東北とともに歩んだ10年間
10年の「絆」を振り返り、未来へつなぐ
2011年3月11日、東日本大震災発生。
私たちは、甚大な被害を受けた仙台自社工場の復旧を進めるなかで、考えました。
「私たちだからできる、私たちにしかできない復興応援とは何だろう」
なにが正解かはわかりませんでした。
ただ、1人では難しいこともみんなで協力し合えばできる。
子どもたちが笑顔になると、周囲の大人たちからも笑顔がこぼれる。
先が見えない日々のなかで、たしかな希望を見出せたのは、そんな人と人をつなぐ「絆」の力があったからでした。
“絆が復興の原動力になる”私たちはそう実感し、動き始めました。
震災から3ヶ月後、“絆を育む”をテーマに据え「復興応援 キリン絆プロジェクト」を発足。

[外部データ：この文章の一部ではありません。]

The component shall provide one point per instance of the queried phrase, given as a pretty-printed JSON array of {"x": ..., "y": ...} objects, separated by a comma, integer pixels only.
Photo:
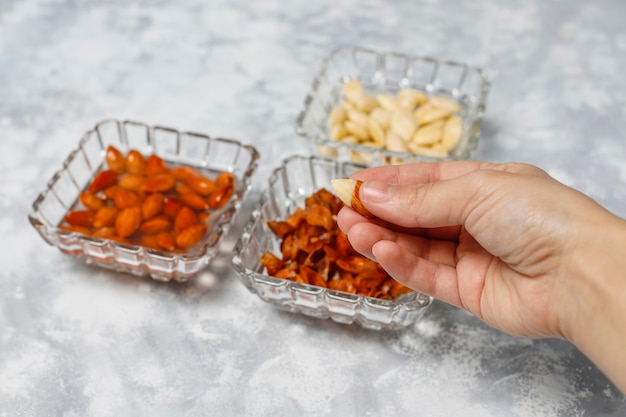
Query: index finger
[{"x": 427, "y": 172}]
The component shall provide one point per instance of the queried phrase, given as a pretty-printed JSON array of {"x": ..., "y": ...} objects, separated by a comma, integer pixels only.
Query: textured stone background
[{"x": 80, "y": 341}]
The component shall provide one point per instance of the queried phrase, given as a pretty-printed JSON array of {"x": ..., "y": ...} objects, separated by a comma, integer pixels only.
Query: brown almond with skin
[
  {"x": 348, "y": 192},
  {"x": 183, "y": 173},
  {"x": 124, "y": 199},
  {"x": 202, "y": 185},
  {"x": 166, "y": 241},
  {"x": 159, "y": 183},
  {"x": 156, "y": 225},
  {"x": 221, "y": 196},
  {"x": 185, "y": 218},
  {"x": 103, "y": 180},
  {"x": 152, "y": 205},
  {"x": 91, "y": 201},
  {"x": 191, "y": 236},
  {"x": 194, "y": 201},
  {"x": 128, "y": 221},
  {"x": 131, "y": 182},
  {"x": 105, "y": 217}
]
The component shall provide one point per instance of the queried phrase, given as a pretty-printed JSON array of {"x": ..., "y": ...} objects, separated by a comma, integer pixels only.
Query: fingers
[
  {"x": 364, "y": 235},
  {"x": 348, "y": 218},
  {"x": 438, "y": 171},
  {"x": 422, "y": 275},
  {"x": 456, "y": 201}
]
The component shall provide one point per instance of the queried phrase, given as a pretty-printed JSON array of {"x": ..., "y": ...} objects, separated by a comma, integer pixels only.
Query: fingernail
[{"x": 375, "y": 191}]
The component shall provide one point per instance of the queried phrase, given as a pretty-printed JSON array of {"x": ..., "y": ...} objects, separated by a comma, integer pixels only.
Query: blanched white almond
[
  {"x": 366, "y": 103},
  {"x": 410, "y": 98},
  {"x": 395, "y": 143},
  {"x": 337, "y": 115},
  {"x": 353, "y": 90},
  {"x": 347, "y": 190},
  {"x": 429, "y": 151},
  {"x": 357, "y": 129},
  {"x": 358, "y": 117},
  {"x": 348, "y": 105},
  {"x": 337, "y": 132},
  {"x": 429, "y": 134},
  {"x": 450, "y": 104},
  {"x": 427, "y": 113},
  {"x": 377, "y": 133},
  {"x": 350, "y": 139},
  {"x": 452, "y": 132},
  {"x": 402, "y": 123},
  {"x": 387, "y": 102},
  {"x": 382, "y": 116}
]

被災地で暮らす人、働く人をはじめ、東北の地に関わりを持つ、多くの方々とともに、さまざまな活動に取り組んできました。
あれから10年。
手探りの状態からスタートした「復興応援 キリン絆プロジェクト」はキリングループ全体に及ぶ大きな動きへと広がり続けています。
今、ここに「復興応援 キリン絆プロジェクト」の軌跡を記すこと。
それは、ただ過去を振り返るためではありません。
東北で起こったこと、人々の想いや体験を次世代へと伝え、未来を照らす灯台のように、これからの時代の道しるべにできたなら。

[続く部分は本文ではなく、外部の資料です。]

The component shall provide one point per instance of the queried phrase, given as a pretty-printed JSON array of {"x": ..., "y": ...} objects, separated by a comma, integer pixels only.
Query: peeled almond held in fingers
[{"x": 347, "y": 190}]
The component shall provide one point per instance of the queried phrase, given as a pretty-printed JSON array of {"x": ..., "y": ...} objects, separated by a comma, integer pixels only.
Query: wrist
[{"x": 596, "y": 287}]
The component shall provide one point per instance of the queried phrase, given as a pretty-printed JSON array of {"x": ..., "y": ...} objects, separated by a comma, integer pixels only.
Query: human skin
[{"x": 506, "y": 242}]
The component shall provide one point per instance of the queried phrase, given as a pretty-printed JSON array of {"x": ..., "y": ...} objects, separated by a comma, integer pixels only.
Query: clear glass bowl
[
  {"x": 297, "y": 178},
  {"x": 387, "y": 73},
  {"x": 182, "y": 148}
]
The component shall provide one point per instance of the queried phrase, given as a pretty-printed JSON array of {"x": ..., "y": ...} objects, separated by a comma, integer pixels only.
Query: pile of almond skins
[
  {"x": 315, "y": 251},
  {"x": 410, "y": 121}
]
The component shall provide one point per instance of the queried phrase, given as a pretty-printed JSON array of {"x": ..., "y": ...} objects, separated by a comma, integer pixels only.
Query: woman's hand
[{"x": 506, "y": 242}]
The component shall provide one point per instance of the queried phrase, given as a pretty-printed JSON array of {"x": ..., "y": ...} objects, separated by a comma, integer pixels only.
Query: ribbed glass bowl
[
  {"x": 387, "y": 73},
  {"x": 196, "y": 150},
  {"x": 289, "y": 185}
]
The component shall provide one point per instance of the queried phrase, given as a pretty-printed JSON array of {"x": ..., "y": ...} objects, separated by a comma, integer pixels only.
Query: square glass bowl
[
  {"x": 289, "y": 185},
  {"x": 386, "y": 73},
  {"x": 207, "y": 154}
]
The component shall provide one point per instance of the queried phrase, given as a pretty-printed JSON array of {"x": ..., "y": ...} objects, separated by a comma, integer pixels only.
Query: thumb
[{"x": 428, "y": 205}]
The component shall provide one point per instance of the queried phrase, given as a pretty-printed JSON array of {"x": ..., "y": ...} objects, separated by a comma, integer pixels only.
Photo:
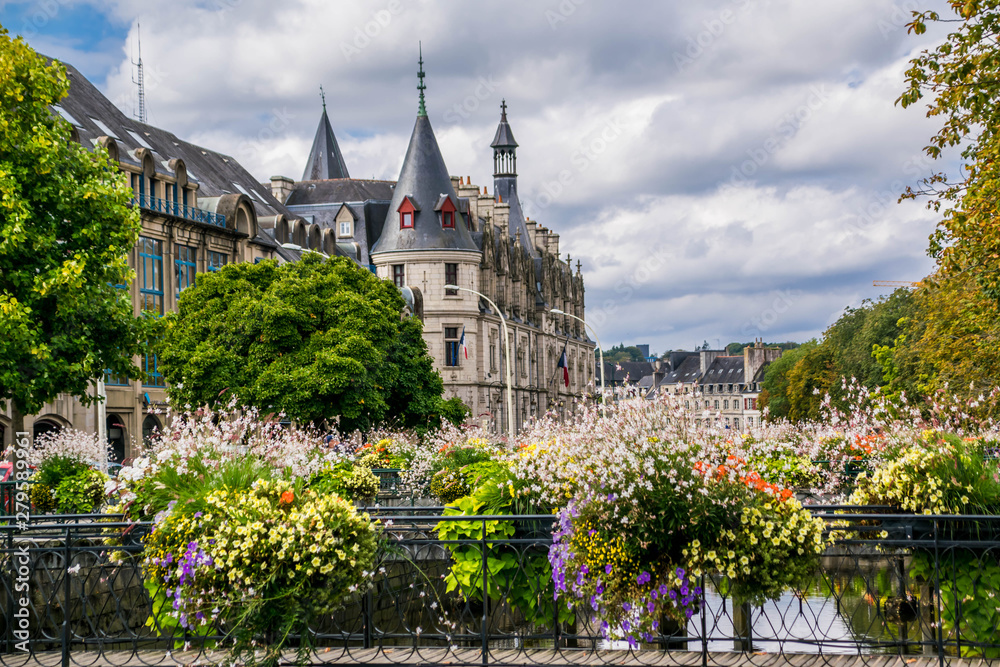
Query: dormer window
[
  {"x": 446, "y": 209},
  {"x": 406, "y": 213}
]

そんな、過去と未来をつなぐ新たな「絆」を紡ぎだします。
これまでの歩み
「復興応援 キリン絆プロジェクト」がスタートしてからの10年間。これまでの活動変遷をプロジェクトの一部とともにご紹介します。
東北との絆、わたしたちの想い
サッカーの力を信じて。「JFA・キリンビッグスマイルフィールド」がつないできた笑顔のパス
キリングループは1978年からサッカーを応援。日本唯一のサッカー統括団体であるJFA(公益財団法人日本サッカー協会)とは40年以上にわたり、手を携えてきました。その絆から生まれたのが、サッカーの力で被災地の皆さんを応援する「JFA・キリンビッグスマイルフィールド」です。名称変更とリニューアルを経ながらも、プロジェクトの開始から10年。運営に携わる2人が活動の軌跡を振り返るとともに、未来にもたらすべき価値を語り合います。

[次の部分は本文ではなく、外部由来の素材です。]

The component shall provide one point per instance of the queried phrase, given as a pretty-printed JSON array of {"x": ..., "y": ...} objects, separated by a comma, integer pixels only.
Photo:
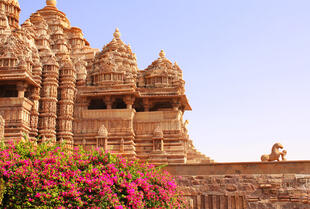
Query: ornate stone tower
[{"x": 54, "y": 86}]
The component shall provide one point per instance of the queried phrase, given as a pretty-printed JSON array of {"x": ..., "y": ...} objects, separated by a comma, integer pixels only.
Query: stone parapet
[{"x": 283, "y": 167}]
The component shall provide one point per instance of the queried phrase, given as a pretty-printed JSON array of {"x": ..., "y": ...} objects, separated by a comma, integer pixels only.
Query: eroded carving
[{"x": 275, "y": 153}]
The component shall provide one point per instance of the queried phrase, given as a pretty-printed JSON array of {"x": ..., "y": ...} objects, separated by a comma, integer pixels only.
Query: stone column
[
  {"x": 158, "y": 155},
  {"x": 102, "y": 138},
  {"x": 34, "y": 117},
  {"x": 2, "y": 124},
  {"x": 108, "y": 102},
  {"x": 47, "y": 118},
  {"x": 175, "y": 104},
  {"x": 129, "y": 100},
  {"x": 67, "y": 88},
  {"x": 146, "y": 104}
]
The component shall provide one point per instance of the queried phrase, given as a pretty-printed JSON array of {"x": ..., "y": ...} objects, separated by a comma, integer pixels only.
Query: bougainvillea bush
[{"x": 47, "y": 176}]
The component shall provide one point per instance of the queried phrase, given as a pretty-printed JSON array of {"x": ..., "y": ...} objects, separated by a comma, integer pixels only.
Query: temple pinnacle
[
  {"x": 117, "y": 34},
  {"x": 51, "y": 3}
]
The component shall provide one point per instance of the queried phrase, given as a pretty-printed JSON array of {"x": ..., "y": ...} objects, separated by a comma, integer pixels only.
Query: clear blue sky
[{"x": 246, "y": 64}]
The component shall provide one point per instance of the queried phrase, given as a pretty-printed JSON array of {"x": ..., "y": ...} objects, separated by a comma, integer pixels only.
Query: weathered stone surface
[
  {"x": 210, "y": 187},
  {"x": 2, "y": 123},
  {"x": 53, "y": 85},
  {"x": 209, "y": 192}
]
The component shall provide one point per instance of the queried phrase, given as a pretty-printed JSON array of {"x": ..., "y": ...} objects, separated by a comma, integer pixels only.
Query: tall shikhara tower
[{"x": 53, "y": 85}]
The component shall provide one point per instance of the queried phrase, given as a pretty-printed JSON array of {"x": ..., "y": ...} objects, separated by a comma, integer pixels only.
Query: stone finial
[
  {"x": 52, "y": 3},
  {"x": 162, "y": 54},
  {"x": 1, "y": 127},
  {"x": 275, "y": 153},
  {"x": 117, "y": 34},
  {"x": 158, "y": 133},
  {"x": 103, "y": 132}
]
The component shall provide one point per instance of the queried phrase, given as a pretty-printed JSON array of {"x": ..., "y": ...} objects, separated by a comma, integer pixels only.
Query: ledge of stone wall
[{"x": 282, "y": 167}]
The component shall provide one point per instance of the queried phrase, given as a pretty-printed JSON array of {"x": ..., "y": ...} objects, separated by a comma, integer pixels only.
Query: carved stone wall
[
  {"x": 284, "y": 185},
  {"x": 54, "y": 86},
  {"x": 247, "y": 191}
]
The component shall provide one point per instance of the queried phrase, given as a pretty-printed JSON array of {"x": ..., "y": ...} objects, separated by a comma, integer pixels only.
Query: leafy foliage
[{"x": 47, "y": 176}]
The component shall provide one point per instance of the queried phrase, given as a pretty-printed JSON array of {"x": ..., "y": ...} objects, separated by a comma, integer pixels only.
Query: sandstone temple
[{"x": 55, "y": 86}]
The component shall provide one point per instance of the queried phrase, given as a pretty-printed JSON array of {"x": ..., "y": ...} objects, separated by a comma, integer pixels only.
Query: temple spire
[
  {"x": 51, "y": 3},
  {"x": 162, "y": 54},
  {"x": 117, "y": 34}
]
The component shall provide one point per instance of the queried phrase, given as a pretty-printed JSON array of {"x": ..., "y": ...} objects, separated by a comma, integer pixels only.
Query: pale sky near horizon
[{"x": 246, "y": 64}]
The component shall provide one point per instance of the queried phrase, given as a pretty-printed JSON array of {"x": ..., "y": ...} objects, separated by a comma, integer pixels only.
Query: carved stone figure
[
  {"x": 275, "y": 153},
  {"x": 283, "y": 155}
]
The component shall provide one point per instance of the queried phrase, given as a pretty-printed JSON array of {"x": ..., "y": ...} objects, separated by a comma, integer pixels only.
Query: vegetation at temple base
[{"x": 47, "y": 176}]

飲料から広がる絆。生産者と開発者が語る『小岩井純水東北ミックス』への想い
災地の皆さんが各地で立ち上げたプロジェクトと手を携え、継続的な支援に取り組んできた「復興応援キリン絆プロジェクト」。そのひとつが福島県の果樹農家による「“桃の力”プロジェクトー福島には本当のおいしさがあるー」です。そして今年3月2日に発売になるのが『小岩井純水東北ミックス』。東北6県の果物を原料に、福島からはキリン絆プロジェクトでともに活動をしたた果樹農家の桃を使用していますが、桃農家のおふたりと飲料の開発を務めたキリンビバレッジの社員が、この10年に築いてきた「キリン絆プロジェクト」そして、それぞれの絆に対する想いについて語り合います。
ワクワクするビールの未来を。東北のブルワリーと共に創るこれからのビアカルチャー
ビールの原材料であるホップの一大産地として知られる岩手県。この産地を支えてきたキリンビールと、東北クラフトビール界を牽引する「いわて蔵ビール」。2社の出会いは、東日本大震災をきっかけに結成された「東北魂ビールプロジェクト」へ、2017年にSPRING VALLEY BREWERY(以下SVB)が参画したことがきっかけです。クラフトビール文化を発展させるための協働体制について、そして、それぞれの想いを語ります。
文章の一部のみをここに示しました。